Making a Museum: Getting Started

By Kalyse Houston, 2022 Clay Preservation Scholar, Prairie View A&M University

Walking into a museum is a transformative experience. Depending on which museum you enter, you may be transported to a different decade, century, state or even a completely different country. Each room is a different world and each turn is a different experience. The closest thing we have in this modern world to time travel are our museums. But who are the architects of these experiences and how did these places come to be? The best way to tackle these large questions is to bring them down to a smaller scale and start at the beginning.

There’s a large process that takes place between the full-fledged museum experience that the public sees, and the work and preparation behind the scenes to set up that encounter. The efforts are seldom seen or even considered. But to a certain degree, that’s a good thing. You wouldn’t want an immersive experience to take you out of that moment. As a 2022 Preservation Scholar, I have the honor of going behind the scenes at the San Felipe de Austin State Historic Site.

Portrait of Kalyse Houston

Before I get too ahead of myself, allow me to make the proper introductions. My name is Kalyse Houston and I am a 21 year old from Houston, Texas. I’m a senior history major and art minor at my illustrious HBCU, Prairie View A&M University! I’ve worked for the history department as a student researcher since my freshman year under Dr. Marco Robinson with the assistance and guidance of Ms. Phyllis Earles and Dr. Melanye Price. I would not be where I am without these instrumental people. Under their supervision and direction, I have had the opportunity to conduct research, attend and present at symposiums, and even travel within this researcher position.
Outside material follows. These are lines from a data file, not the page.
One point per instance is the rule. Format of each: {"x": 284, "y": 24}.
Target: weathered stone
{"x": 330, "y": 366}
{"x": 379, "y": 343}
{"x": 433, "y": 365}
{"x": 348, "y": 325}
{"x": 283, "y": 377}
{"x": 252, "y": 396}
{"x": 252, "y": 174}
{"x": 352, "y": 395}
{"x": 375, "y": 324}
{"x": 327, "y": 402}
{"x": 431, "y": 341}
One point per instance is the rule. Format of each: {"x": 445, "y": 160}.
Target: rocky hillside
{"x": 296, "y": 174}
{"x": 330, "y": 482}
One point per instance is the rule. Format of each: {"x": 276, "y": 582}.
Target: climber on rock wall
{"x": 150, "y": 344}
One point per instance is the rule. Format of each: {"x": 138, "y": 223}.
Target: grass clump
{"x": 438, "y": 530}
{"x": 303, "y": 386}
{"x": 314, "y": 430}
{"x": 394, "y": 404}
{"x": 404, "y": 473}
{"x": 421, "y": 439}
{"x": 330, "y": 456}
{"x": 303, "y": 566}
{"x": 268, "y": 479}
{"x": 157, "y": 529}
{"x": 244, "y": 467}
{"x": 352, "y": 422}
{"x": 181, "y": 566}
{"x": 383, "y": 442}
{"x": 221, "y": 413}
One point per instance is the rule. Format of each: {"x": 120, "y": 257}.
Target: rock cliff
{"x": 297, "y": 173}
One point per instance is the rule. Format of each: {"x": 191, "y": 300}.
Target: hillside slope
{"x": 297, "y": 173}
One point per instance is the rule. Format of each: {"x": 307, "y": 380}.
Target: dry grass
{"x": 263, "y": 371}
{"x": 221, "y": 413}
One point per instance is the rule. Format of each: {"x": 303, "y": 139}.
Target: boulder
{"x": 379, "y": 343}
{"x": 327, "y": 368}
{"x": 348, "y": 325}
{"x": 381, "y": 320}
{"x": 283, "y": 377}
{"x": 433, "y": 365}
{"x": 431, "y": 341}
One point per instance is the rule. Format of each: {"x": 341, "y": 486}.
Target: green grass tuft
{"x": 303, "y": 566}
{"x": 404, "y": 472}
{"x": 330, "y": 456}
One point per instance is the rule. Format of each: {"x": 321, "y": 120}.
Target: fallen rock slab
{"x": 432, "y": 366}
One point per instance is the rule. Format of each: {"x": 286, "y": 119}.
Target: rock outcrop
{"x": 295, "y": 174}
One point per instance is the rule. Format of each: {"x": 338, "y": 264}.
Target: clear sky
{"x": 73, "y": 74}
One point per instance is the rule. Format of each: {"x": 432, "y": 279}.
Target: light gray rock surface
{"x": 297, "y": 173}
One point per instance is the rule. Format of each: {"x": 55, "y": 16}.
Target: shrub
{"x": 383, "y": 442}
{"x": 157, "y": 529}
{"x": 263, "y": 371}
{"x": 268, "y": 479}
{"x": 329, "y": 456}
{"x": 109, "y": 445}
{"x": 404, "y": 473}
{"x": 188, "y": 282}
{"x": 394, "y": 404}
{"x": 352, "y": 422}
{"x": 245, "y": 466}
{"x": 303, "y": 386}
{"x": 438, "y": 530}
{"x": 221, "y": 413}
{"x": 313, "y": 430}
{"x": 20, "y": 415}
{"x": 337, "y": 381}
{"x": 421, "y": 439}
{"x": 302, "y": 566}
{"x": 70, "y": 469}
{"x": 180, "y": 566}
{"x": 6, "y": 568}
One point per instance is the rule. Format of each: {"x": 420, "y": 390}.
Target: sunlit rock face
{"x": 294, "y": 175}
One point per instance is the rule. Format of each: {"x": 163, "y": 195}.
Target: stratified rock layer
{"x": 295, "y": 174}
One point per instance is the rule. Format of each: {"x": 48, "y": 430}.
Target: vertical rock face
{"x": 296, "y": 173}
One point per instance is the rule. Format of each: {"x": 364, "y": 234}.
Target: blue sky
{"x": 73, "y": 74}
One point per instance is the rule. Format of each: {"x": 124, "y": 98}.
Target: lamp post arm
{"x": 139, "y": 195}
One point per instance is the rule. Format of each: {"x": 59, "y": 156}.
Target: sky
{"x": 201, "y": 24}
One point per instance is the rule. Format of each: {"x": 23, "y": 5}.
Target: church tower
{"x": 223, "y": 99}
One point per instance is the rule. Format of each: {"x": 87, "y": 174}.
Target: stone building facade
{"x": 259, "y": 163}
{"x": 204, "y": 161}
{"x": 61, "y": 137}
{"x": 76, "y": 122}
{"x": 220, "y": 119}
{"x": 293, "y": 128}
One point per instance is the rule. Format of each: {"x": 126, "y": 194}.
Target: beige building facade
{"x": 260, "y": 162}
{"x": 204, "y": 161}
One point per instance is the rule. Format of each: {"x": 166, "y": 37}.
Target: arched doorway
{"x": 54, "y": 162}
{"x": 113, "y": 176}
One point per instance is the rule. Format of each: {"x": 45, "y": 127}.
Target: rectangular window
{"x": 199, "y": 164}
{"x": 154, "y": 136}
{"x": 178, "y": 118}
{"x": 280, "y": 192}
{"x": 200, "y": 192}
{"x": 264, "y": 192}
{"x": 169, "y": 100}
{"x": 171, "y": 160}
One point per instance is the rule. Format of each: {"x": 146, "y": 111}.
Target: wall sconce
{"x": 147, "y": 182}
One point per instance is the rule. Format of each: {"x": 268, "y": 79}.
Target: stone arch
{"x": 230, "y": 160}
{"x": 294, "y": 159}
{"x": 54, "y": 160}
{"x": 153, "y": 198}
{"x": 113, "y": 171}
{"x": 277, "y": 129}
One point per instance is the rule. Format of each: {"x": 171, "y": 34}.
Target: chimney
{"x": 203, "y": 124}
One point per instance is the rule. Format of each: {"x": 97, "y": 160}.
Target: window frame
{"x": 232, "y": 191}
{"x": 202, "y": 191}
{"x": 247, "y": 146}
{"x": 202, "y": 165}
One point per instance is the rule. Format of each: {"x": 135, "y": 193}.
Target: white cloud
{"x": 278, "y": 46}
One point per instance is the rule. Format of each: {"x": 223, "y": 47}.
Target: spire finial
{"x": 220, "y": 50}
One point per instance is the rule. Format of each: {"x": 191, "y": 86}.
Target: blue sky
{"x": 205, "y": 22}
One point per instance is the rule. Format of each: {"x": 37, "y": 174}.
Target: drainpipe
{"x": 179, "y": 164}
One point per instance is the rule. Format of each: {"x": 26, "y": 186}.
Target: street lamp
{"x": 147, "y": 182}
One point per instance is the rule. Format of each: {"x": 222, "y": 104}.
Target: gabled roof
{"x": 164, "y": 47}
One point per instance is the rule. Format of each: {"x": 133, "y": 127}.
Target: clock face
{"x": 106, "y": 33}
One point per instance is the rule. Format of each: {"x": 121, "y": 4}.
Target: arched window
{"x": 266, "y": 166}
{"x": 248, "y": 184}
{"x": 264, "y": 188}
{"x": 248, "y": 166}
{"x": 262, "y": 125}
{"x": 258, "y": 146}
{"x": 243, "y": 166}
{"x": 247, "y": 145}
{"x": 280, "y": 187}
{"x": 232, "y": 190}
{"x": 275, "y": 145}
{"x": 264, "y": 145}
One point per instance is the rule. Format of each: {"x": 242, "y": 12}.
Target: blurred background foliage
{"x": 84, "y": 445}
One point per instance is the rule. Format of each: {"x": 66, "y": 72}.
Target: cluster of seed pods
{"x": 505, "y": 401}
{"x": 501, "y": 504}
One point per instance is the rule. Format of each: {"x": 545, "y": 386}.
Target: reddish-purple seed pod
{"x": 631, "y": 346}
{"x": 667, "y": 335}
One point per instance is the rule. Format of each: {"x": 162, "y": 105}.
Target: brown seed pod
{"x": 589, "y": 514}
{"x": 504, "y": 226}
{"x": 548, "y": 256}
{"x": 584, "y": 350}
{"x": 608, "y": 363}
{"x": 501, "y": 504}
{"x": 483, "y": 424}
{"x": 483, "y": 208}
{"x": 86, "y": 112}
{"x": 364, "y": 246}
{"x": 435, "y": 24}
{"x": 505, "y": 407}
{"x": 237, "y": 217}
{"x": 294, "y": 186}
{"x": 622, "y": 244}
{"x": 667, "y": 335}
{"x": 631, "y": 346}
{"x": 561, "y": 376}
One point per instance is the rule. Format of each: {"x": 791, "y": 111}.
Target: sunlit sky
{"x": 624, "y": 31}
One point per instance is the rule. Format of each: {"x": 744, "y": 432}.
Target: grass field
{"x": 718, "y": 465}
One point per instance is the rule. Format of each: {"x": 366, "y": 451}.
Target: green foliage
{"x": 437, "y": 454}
One fateful day Ms. Earles told me about this internship opportunity, the Preservation Scholars, and recommended the opportunity to me. Then Dr. Robinson followed suit and recommended it to me as well. Then, as gently as a brick, they continued to recommend this opportunity and tell me about the Preservation Scholars Program. I believe they were adamant about this position because of the opportunity of becoming this year's Clay Scholar. The Matthew Honer and Larutha Odom Clay Preservation Scholars Endowment, created in memory of Larutha M. Odom Clay, provides a stipend to a Prairie View A&M University student intern. This guarantees one student from PVAMU the privilege of obtaining an internship. I applied, was interviewed, and was then accepted as this year's Clay Scholar!

Panoramic view of a wooden museum building with a statue of an early Texas family in front

The majority of my work here is within the Historic Sites Division at San Felipe de Austin State Historic Site assisting in exhibit development. My work as the exhibit-support on projects at San Felipe de Austin includes research and planning for storylines, object preparation, such as labels, context, etc, archival support, and general research and support for upcoming temporary gallery installations and film projects. This all comes together to help me become a well-rounded museum person, well versed in all that it takes to put a museum together. Then I will reflect on experiences here as part of the Communications Division.

Panoramic view of museum exhibits about early 1800s Texas

So far I’ve done a lot of foundational work starting with my very own archival box! For this work I process files, create a finding guide, and rehouse files. Not the most exciting work but still very important. I also did light readings on all the artifacts. That’s when you see how much light hits an object. This is important because if there’s too much light on an object it can lead to its destruction. I did research, got to scope the museum and the grounds, and explored photo scanning for my first field trip to TSLAC.

TSLAC, or the Texas State Library and Archives Commission, was a great experience. From newspaper articles from the 1940s to the Texas Planning Bulletins from the 1930s there were boxes full of amazing and interesting history. There was also a very long and exhausting box on highways and bridges. The people of the 1940s were very passionate about those bridges! Luckily, they got their bridge.

I’m very excited to continue on this journey and highlight my experiences. I know that this internship will provide me with an amazing foundation and I’m grateful for the opportunity.